Molte strutture abruzzesi negli ultimi anni si sono specializzati anche in servizi aggiuntivi come passeggiate a cavallo, mini corsi di cucina o attività ricreative o didattiche per i più piccoli. I ponti di aprile e maggio hanno registrato il tutto esaurito nella stragrande maggioranza delle aziende e già sono iniziate le prenotazioni per le ferie estive. Molti stranieri ma soprattutto italiani che, dalla città, scelgono di trascorrere qualche giorno in campagna o in montagna lontani dal caos e dal traffico».
I NUMERI
In Abruzzo sono attivi 600 agriturismi abruzzesi condotti per il 46% da donne, dei quali 333 offrono ristorazione, 521 alloggio garantito da 5.714 posti letto, secondo i dati Istat elaborati da Coldiretti Abruzzo.

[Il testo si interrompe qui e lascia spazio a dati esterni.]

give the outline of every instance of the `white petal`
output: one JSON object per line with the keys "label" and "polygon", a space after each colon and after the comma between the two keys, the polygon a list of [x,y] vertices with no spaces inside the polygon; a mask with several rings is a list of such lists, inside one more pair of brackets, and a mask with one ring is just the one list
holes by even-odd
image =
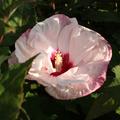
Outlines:
{"label": "white petal", "polygon": [[[83,26],[79,26],[74,30],[70,39],[70,60],[74,61],[75,65],[81,62],[103,60],[108,55],[110,46],[104,38]],[[108,61],[111,59],[111,54],[108,56]]]}

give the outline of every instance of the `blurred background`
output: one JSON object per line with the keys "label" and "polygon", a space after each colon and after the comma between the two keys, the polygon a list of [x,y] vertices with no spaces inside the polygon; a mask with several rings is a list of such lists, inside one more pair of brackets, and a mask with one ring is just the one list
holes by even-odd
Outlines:
{"label": "blurred background", "polygon": [[[95,93],[70,101],[55,100],[36,82],[24,81],[31,61],[8,66],[16,39],[54,14],[76,17],[111,44],[107,80]],[[120,120],[119,0],[0,0],[1,120]]]}

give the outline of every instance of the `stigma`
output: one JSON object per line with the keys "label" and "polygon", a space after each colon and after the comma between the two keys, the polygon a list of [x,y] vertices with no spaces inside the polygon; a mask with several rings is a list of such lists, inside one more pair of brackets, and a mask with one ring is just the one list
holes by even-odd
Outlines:
{"label": "stigma", "polygon": [[63,66],[63,58],[60,51],[57,51],[55,54],[55,70],[56,72],[60,72]]}

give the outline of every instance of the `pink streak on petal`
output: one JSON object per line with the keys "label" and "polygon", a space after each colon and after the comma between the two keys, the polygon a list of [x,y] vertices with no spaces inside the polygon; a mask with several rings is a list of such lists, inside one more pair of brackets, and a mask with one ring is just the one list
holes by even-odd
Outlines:
{"label": "pink streak on petal", "polygon": [[31,30],[28,29],[15,43],[15,55],[18,58],[19,63],[23,63],[37,54],[37,51],[27,43],[30,32]]}
{"label": "pink streak on petal", "polygon": [[[63,66],[60,72],[52,72],[50,75],[56,77],[60,74],[63,74],[67,70],[73,67],[73,63],[69,59],[69,54],[62,54],[62,59],[63,59]],[[53,64],[53,67],[55,67],[55,56],[52,55],[51,62]]]}

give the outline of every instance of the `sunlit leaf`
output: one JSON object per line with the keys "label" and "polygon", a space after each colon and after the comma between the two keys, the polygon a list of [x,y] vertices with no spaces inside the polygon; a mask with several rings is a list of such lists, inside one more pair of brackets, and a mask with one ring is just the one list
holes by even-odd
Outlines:
{"label": "sunlit leaf", "polygon": [[[16,64],[2,75],[0,84],[4,91],[0,95],[0,118],[15,120],[23,102],[24,77],[33,58],[23,64]],[[3,89],[2,89],[3,90]]]}

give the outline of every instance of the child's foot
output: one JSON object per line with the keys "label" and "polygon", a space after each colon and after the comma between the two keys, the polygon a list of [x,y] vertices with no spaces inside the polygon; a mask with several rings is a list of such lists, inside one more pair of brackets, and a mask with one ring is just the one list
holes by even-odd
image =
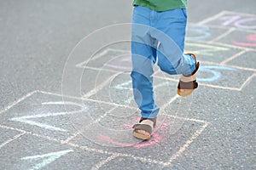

Le piazzole di sosta sono invece 1.100.
IL TURISMO ESPERENZIALE
Vince dunque il turismo esperienziale, il turismo delle “relazioni” con il territorio e i suoi residenti, il turismo enogastronomico e sostenibile delle aziende agricole. La cucina tradizionale, il buon cibo, le esperienze enogastronomiche, sono infatti, tra le espressioni che più frequentemente accompagnano la parola “agriturismo” nelle ricerche su google. «Esempi di come il turismo esperienziale sia sempre più centrale nelle scelte di italiani e stranieri e proprio l’agriturismo, più di altre realtà, garantisce oggi la possibilità di vivere una vacanza completa, riuscendo a combinare la passione per il cibo e per la natura con attività, hobby e interessi che nel corso degli anni sono entrati profondamente nel vissuto comune», spiega la presidente di Terranostra Campagna Amica, Dominga Cotarella, «Un’offerta resa possibile dal percorso di qualità portato avanti dal settore agrituristico nazionale che da quest’anno offre peraltro anche la possibilità dei cammini, percorsi a cavallo, in biciletta o a piedi che permettono di scoprire territori meno conosciuti del nostro Paese». Ma le partenze “fuori stagione” sono assai utili anche per chi vuole visitare le principali località turistiche evitando affollamenti e code che caratterizzano soprattutto le settimane centrali di agosto. Le vacanze a giugno consentono poi anche di risparmiare qualcosa rispetto ai periodi più classici con tariffe mediamente più basse dal 15% al 25% rispetto all’alta stagione, sia per quanto riguarda i pernottamenti sia per i listini dei servizi, anche se per il mare è già scattato l’allarme sul caro ombrelloni.